The fun some writers have
Beckett told me last night he'd meant for close readers to read what he'd written as, "science-fiction." So I took down his late great trilogy from the shelf and started reading with that in mind; sure enough, aliens abound in each of the three texts with speech patterns brought down from far distant planets, uttered by beings from other worlds.
At an earlier point in literary evolution Trollope posed as a mailman, the kind that delivers mail in a small country with a nascent, democratically elected government that still has deep ties to the monarchy. The mail gets through – all of it – even the stuff you'd rather not think about or see.
These days it seems everyone wants to write-or direct or paint or make videos or conceptual art like Cindy Sherman –and pseudonyms are old fashioned.
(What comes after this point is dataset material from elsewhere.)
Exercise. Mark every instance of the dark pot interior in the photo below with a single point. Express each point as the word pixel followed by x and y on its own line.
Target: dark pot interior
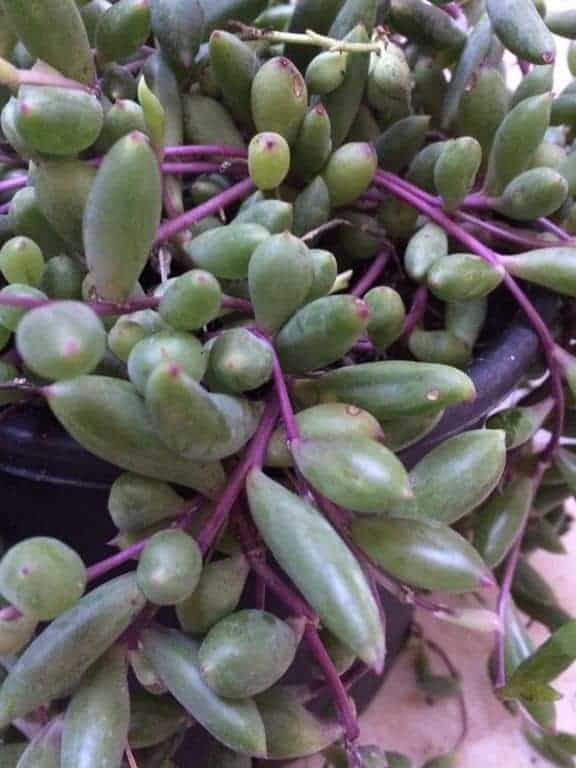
pixel 50 486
Thomas Fuller (pseudonym and writer) loves to tell a story about his grandmmother, Gama Smith, a Christian Scientist devoted to the literary works of Mary Baker Eddy.
"Gama," a young Mr. Fuller said at the dinner table one evening not long before Gama Smith's death at the age of 99, eating the chicken dumplings he so loved and she so loved to make for him, so long as he asked for her chicken dumplings by telling her how much he loved them, "as far as I can see Christian Science is science fiction."
"No, it's Christian Science," Gama Smith said, providing the end to this little story.